メーターは嘘をつかない

 犬飼隆之は、乗って三分で行き先を変えた。

「駅じゃない。東口の会館だ。普通は察するだろ」

 運転手の戸叶初枝は復唱し、ナビを切り替えた。

 さらに五分後、「やっぱり中央ホテル」と言い、渋滞へ入ると犬飼は舌打ちした。

「遠回りして料金を稼ぐ気か。新人か?」

「二十五年目です」

「なら、なお悪い」

 犬飼は後部座席で靴を脱ぎ、前席の背へ足を当てた。初枝が危険なので下ろすよう頼むと、「客に命令するな」と笑った。

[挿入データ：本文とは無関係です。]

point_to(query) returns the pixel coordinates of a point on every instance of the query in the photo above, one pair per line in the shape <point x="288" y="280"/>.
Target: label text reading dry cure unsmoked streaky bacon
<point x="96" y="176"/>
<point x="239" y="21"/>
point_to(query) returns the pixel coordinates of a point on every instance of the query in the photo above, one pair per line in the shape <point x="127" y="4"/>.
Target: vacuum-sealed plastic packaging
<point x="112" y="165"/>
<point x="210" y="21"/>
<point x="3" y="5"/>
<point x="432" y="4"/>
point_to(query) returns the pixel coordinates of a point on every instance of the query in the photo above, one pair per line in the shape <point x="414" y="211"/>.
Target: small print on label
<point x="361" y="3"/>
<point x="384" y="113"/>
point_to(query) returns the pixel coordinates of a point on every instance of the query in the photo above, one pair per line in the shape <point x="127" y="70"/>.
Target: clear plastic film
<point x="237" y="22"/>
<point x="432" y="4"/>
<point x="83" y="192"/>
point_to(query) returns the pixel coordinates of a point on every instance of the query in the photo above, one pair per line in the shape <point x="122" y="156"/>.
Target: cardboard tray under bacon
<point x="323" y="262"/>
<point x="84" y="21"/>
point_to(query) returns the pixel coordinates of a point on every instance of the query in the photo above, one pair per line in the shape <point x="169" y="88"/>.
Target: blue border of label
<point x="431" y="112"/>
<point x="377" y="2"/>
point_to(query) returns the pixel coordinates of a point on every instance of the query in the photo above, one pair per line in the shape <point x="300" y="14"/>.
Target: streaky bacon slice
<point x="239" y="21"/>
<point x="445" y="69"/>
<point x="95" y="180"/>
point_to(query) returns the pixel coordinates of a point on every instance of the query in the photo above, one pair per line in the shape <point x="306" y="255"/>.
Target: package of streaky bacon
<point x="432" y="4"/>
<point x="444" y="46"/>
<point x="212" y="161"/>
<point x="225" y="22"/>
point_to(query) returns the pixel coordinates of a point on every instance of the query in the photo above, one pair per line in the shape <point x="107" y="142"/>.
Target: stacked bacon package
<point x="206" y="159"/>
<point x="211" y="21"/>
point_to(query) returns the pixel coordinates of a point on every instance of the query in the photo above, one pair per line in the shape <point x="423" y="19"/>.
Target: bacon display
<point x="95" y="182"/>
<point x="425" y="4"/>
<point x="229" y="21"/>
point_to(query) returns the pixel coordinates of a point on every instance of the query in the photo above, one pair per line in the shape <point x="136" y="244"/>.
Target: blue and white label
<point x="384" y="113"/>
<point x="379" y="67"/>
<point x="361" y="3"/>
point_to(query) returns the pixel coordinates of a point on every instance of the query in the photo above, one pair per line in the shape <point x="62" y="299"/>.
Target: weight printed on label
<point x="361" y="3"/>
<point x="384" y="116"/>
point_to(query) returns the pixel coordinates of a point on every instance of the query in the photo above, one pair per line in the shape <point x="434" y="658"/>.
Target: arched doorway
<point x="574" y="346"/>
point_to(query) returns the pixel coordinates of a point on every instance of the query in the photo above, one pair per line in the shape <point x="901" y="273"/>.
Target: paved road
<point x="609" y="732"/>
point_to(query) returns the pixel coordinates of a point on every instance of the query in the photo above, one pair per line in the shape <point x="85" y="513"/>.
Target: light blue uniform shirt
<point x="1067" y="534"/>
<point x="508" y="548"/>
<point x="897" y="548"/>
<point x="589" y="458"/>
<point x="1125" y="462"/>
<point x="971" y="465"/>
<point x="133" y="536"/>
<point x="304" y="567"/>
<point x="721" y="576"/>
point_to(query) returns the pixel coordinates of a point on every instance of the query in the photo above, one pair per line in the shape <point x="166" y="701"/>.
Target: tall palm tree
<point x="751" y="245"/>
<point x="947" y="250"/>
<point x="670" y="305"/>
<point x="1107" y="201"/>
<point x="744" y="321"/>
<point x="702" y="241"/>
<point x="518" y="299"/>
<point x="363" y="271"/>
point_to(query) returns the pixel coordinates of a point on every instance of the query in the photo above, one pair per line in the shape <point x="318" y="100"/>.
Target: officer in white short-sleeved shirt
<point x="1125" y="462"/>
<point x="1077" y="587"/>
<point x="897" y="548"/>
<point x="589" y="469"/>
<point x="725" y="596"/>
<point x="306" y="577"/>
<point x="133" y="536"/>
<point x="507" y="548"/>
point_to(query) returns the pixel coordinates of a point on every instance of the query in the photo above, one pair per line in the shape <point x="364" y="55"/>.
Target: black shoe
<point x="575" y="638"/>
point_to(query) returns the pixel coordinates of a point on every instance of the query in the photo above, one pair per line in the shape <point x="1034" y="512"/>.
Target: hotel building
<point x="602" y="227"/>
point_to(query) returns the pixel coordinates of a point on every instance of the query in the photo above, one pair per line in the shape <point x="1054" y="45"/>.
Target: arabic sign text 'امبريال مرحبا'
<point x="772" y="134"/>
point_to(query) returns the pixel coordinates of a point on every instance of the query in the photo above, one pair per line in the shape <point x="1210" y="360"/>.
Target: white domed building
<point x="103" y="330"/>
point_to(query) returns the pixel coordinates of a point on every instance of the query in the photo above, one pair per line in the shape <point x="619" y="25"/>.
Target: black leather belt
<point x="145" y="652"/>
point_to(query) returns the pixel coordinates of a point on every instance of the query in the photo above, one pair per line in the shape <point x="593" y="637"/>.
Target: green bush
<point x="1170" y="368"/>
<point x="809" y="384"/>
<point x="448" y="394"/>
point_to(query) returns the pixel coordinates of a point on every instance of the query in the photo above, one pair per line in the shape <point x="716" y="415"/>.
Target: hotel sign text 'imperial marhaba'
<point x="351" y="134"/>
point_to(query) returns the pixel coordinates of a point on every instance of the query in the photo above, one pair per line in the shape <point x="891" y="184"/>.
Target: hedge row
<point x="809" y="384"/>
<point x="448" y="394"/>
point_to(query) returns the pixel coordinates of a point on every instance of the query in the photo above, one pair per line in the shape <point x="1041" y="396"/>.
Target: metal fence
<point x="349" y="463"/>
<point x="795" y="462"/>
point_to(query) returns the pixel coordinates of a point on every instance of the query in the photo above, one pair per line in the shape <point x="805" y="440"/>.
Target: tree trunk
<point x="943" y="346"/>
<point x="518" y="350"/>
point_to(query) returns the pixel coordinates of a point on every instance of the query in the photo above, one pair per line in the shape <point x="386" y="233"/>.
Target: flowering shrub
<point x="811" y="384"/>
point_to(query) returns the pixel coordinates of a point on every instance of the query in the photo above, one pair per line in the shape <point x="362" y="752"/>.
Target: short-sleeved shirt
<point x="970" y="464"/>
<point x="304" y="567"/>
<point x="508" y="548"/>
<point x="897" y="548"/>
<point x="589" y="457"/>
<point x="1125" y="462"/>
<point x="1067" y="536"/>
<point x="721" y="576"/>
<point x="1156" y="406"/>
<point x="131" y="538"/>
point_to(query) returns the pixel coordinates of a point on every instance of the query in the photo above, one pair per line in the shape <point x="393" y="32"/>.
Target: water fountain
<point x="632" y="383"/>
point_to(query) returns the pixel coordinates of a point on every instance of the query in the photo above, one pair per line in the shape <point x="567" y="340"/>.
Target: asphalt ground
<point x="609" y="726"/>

 ホテルへ着くと、メーターは三千八百六十円を示した。初枝は二度の目的地変更が記載された運行明細も印刷した。

「こんな紙、どうにでも作れる」

 犬飼は千円札を一枚だけ置いた。

「迷惑料を引けばこれで十分だ」

「恐れ入りますが、不足しています」

「払わない。会社にも市にも話を通す。お前みたいな運転手は明日から乗れなくしてやる」

 初枝が無線へ手を伸ばすと、犬飼は先に警察へ電話した。

「悪質なタクシーです。監禁されて、不当料金を請求されています」

 ホテルの車寄せには人が集まり始めた。犬飼は声をさらに大きくし、ドアを開けてもらえなかった、駅までと告げたのに勝手にホテルへ連れてこられた、と周囲にも訴えた。実際には到着時から後部ドアのロックは解除されている。

 十分後、警察官が二人来た。初枝は反論を重ねず、運転席の掲示を指した。

《安全管理のため、車内音声および走行経路を記録しています》

 警察官が端末を確認する。最初の変更、二度目の変更、「これで十分だ」という声。地図には、指示どおりの経路が時刻つきの一本の線で残っていた。

「編集だ。こんなもの証拠にならない」

 犬飼は声を荒らげたが、もう一人の警察官はホテルの防犯担当者から映像を受け取っていた。到着直後に自分でドアを開け、千円札だけを投げる場面まで鮮明だった。

 初枝は静かに言った。

「会社への苦情は、どうぞ。ただ、私は不足運賃について被害届を出します」

 警察官が犬飼の前へ手を差し出した。